Centre commercial Cap Costières (Nîmes FR30) Credit Jean-Louis Zimmerman 'Creative Commons)

Après avoir plombé la production, plombé l’emploi, le gouvernement s’attaque à la consommation. Que restera-t-il en France ?

Par Thibault Doidy de Kerguelen.

Centre commercial Cap Costières (Nîmes FR30) Credit Jean-Louis Zimmerman 'Creative Commons)

La taxe sur les surfaces commerciales (Tascom) sera, dès 2015, augmentée de 50% sur les surfaces de plus de 2 500 mètres carrés. Une aberration. Cela se répercutera ipso facto sur les prix de vente, donc sur le pouvoir d’achat des ménages et, par ricochet, sur l’emploi. Contre toute attente ! La Tascom coûte déjà aujourd’hui entre 600 (chiffres finances publiques) et 710 millions d’euros (selon le Conseil du commerce de France) qui sont répercutés sur les prix de vente. Demain, elle s’approchera du milliard d’euros.

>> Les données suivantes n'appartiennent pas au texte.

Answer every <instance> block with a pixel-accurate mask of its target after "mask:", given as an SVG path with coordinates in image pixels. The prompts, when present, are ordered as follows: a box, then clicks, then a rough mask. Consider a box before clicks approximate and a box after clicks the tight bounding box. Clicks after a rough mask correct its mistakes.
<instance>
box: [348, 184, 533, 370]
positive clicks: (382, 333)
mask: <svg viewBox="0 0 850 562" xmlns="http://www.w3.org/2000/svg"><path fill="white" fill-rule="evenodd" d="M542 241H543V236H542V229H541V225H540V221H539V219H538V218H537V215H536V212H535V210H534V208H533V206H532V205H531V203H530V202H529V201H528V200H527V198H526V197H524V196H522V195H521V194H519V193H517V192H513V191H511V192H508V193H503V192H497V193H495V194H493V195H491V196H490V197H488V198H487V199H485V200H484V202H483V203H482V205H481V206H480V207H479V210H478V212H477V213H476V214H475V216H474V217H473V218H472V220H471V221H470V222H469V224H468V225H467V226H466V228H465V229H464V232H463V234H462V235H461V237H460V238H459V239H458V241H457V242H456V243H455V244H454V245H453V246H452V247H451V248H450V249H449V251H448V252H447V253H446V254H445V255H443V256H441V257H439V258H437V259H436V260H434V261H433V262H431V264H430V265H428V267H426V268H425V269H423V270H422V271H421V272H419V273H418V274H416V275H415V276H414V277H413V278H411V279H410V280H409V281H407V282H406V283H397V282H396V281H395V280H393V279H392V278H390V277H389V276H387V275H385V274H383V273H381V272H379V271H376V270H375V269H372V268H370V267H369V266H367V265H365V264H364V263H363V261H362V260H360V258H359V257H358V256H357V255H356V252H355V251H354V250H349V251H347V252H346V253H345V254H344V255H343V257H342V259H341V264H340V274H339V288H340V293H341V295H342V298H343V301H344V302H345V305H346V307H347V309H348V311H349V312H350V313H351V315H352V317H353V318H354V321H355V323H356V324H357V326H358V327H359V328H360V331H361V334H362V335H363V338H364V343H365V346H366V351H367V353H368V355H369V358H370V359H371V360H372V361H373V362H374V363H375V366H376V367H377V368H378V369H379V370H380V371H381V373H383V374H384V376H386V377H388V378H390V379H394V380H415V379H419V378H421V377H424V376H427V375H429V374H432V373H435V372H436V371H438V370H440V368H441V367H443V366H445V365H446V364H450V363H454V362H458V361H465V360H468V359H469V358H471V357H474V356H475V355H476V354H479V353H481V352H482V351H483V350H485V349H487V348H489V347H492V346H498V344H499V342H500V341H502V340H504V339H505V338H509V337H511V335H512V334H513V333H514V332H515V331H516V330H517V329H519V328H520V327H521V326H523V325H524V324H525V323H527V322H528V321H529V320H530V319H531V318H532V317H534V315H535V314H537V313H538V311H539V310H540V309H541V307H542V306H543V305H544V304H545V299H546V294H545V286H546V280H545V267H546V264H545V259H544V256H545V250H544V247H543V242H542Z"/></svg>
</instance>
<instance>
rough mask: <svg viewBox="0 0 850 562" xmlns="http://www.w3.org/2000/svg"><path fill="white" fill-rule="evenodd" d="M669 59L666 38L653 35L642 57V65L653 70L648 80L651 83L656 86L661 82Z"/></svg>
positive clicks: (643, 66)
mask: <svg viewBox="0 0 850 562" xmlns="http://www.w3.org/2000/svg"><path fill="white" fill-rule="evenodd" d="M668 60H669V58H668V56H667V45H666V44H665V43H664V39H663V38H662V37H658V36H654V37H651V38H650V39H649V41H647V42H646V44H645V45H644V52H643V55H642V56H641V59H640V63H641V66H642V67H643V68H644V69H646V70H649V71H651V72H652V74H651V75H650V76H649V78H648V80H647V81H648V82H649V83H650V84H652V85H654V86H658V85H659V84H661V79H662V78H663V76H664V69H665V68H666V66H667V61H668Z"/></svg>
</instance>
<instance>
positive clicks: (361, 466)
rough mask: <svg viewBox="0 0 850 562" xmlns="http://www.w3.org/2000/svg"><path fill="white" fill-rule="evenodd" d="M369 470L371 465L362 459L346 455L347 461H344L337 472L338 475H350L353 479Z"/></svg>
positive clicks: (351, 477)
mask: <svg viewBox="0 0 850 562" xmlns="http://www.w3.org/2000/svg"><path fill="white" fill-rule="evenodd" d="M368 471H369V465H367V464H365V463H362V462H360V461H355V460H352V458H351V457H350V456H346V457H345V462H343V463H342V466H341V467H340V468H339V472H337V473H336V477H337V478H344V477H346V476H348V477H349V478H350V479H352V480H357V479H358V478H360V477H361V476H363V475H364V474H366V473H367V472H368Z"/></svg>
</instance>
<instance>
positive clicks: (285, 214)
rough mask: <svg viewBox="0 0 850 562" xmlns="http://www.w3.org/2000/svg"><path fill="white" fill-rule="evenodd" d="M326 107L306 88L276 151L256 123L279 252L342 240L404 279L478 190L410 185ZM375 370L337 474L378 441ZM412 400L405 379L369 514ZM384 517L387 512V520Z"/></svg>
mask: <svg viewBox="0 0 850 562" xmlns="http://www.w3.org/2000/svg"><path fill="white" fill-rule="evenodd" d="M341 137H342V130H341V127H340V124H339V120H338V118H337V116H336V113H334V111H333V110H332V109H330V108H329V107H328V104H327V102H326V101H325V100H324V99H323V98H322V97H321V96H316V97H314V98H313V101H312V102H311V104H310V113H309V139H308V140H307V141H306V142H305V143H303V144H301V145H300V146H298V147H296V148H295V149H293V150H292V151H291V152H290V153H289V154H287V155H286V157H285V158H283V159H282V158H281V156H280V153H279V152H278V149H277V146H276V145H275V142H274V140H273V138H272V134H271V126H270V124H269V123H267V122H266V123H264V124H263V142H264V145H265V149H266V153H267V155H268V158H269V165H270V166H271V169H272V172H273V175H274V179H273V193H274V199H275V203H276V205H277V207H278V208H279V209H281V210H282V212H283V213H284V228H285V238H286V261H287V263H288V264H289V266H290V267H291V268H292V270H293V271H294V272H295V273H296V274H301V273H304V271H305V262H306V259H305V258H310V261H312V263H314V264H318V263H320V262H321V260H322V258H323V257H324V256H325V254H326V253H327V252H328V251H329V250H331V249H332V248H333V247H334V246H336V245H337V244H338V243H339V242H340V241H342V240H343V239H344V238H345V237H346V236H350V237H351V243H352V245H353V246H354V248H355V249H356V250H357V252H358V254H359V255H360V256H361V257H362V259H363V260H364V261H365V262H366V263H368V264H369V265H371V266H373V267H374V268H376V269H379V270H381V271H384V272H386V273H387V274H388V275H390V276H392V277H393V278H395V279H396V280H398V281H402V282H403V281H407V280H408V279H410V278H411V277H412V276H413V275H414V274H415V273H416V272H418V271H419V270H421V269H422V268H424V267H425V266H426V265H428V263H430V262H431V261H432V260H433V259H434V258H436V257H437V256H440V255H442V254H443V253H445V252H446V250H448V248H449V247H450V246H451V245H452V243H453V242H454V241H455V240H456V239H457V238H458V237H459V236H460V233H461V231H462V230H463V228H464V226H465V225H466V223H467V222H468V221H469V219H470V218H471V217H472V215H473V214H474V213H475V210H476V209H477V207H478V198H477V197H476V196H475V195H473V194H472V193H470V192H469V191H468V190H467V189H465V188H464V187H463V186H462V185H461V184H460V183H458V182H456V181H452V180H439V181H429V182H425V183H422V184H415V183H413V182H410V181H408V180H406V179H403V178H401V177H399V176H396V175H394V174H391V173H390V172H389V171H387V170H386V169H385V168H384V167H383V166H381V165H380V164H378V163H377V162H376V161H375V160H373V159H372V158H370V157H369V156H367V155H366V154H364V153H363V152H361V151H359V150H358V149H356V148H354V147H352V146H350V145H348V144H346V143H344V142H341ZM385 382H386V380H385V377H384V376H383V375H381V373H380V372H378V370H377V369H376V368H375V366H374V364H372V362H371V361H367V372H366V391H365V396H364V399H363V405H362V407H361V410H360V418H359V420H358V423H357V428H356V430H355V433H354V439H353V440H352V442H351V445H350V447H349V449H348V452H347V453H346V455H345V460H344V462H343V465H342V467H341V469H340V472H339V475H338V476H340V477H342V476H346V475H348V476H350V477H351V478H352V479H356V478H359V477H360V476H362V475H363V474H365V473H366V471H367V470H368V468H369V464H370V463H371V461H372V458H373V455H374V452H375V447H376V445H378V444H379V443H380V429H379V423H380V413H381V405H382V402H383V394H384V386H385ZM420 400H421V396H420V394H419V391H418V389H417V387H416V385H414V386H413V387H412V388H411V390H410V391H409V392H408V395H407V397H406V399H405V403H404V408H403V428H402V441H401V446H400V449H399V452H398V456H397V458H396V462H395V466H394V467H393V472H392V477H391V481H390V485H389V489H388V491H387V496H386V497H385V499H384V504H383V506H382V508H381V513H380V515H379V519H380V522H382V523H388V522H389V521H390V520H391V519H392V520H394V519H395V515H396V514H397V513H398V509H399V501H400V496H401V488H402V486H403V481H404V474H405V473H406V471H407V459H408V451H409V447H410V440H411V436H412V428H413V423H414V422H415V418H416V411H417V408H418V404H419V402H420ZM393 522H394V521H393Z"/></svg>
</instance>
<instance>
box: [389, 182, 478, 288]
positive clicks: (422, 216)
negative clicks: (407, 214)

Toutes les « grandes surfaces », de plus de 2500 m² sont impactées

Actuellement, la Tascom est versée aux budgets des collectivités locales. L’augmentation, soit 25% de ce que paieront désormais les grandes surfaces, ira quant à elle au budget de l’État. Ce sont principalement les hypermarchés alimentaires de Leclerc, Carrefour, Auchan, Système U et Géant qui seront touchés, mais aussi bien sûr les grands magasins de bricolage, de meubles, d’électroménager ou de produits culturels. Les supermarchés y échappent, même si l’un des amendements prévoyait une hausse de 30% des magasins de plus de 900 m2. Il n’a pas été adopté.

Toujours la rhétorique des bons sentiments pour tenter de justifier

contrepoints 969 surface commercialeLe secrétaire d’État au Budget, Christian Eckert, a défendu ces amendements proposés in extremis par des députés socialistes et radicaux de gauche en affirmant qu’augmenter la fiscalité sur les grandes surfaces permettait d’aider le petit commerce (si les Français ne peuvent pas acheter dans des magasins parce qu’ils sont chers, ils pourront sans doute mieux demain parce que tous les commerces seront chers ?) et permettrait de « contrer » (oui, oui, vous ne rêvez pas) les effets du CICE dont certaines grandes surfaces bénéficieraient alors qu’elles ne sont pas « en situation de concurrence internationale ». Ainsi donc, il ne s’agit pas, avec le CICE, de sauver l’emploi en France mais d’espérer sauver la balance commerciale. C’est nouveau, ça vient de sortir. Nous attendons donc les mesures du gouvernement à l’encontre de la Poste, qui n’est pas en situation de concurrence internationale et qui est LE principal bénéficiaire du CICE !

La réponse ne s’est pas faite attendre…

Soulignant que cet impôt n’avait « aucune justification », la Fédération du commerce et de la distribution (FCD) a décidé de suspendre « la mise en œuvre de l’accord sur les contrats de génération, qui prévoyait 30 000 embauches sur trois ans », et d’annuler « toutes les négociations sociales en cours, notamment celles sur les contreparties du Pacte dit de responsabilité ».
« Pourquoi négocier des contreparties alors que les allègements prévus sont annulés par les nouvelles mesures ? », s’est interrogé Fabienne Prouvost, porte-parole de la FCD.

Un accord de branche relatif au contrat de génération a été signé à la mi-novembre avec les organisations syndicales, prévoyant le recrutement de 30.000 salariés de moins de 26 ans et de 1.600 de plus de 50 ans au cours des trois prochaines années. Les enseignes de la distribution s’étaient également engagées à maintenir à au moins 4% des effectifs la part des salariés de 57 ans et plus.

Une accumulation de décisions néfastes

La FCD évalue par ailleurs à 35 000 le nombre d’emplois qui seront perdus à court terme du fait de plusieurs mesures qu’elle juge « catastrophiques », comme l’intégration des temps de pause dans les allègements de charges, évaluée à 200 millions d’euros, ou encore la restriction de l’ouverture des magasins en soirée.